To expose your own MCP server, you implement the MCP protocol (typically using the official SDK for your language). Your server runs as a process that the client connects to (via stdio for local, or SSE for remote). You register tools (name, description, parameters schema) so the client can list them and the LLM can request them. You register resources (URIs and optionally content) so the client can read them when the model needs context. You can also expose prompts — pre-defined prompt templates the client can list and invoke. When the client sends "run tool X with args Y", your server executes the logic and returns the result. When the client requests a resource by URI, your server returns the content. The client then passes results back to the LLM. This way any MCP-compatible app (Cursor, Claude Desktop, your own) can use your capabilities without custom integration code.
How to expose your MCP server
- Implement an MCP server (e.g. in TypeScript/Python) that speaks the MCP protocol.
- Expose Tools: register callable actions (name, description, parameters schema).
- Expose Resources: register read-only URIs (e.g. file://, custom scheme) and return content when the client requests them.
- Optionally expose Prompts: pre-defined prompt templates the client can list and invoke.

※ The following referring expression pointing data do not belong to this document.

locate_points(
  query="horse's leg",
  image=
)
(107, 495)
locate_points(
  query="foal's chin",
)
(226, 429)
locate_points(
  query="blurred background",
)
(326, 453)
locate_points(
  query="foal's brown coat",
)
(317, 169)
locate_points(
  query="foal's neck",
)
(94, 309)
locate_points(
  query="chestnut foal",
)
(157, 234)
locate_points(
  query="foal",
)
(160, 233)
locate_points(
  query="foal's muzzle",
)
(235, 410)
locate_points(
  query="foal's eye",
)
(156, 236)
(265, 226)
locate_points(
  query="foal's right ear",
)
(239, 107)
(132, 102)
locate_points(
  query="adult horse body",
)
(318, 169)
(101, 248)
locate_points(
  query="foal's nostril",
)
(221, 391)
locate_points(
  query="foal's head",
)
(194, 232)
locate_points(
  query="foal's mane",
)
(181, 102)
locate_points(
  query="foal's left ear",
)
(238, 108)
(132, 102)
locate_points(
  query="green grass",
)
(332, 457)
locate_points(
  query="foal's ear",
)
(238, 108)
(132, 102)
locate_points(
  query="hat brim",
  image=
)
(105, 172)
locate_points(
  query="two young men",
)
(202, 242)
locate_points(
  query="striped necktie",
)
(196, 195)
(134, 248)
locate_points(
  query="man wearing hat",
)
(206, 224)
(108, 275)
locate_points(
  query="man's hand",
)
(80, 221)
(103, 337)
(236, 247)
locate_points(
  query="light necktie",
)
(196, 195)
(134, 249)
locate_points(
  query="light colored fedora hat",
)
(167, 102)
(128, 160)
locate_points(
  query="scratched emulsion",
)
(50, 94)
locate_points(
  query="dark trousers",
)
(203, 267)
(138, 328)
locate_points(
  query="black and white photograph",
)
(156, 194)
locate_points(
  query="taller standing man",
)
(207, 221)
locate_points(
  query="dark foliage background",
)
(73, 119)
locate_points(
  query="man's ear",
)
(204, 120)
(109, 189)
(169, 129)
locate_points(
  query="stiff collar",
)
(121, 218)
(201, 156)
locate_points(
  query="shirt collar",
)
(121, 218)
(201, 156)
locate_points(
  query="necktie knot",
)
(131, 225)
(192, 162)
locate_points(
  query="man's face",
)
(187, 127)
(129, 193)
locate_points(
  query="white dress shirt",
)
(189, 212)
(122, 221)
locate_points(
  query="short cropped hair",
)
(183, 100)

- Run the server (stdio or SSE). The client connects and discovers tools/resources/prompts.
- The client passes the list to the LLM; when the model asks to call a tool or read a resource, the client sends the request to your server and returns the result.
Use the official MCP SDK for your language (e.g. @modelcontextprotocol/sdk for TypeScript). The server can run locally (stdio) or over the network (SSE). Clients like Cursor or Claude Desktop discover capabilities at connection time.
Example: Minimal tool exposure
You implement one tool: get_time with no arguments. The server returns the current time. The client discovers it, the LLM can call it when the user asks "What time is it?", and your server responds with the time. The same pattern scales to many tools (search, DB, APIs) and resources (files, docs).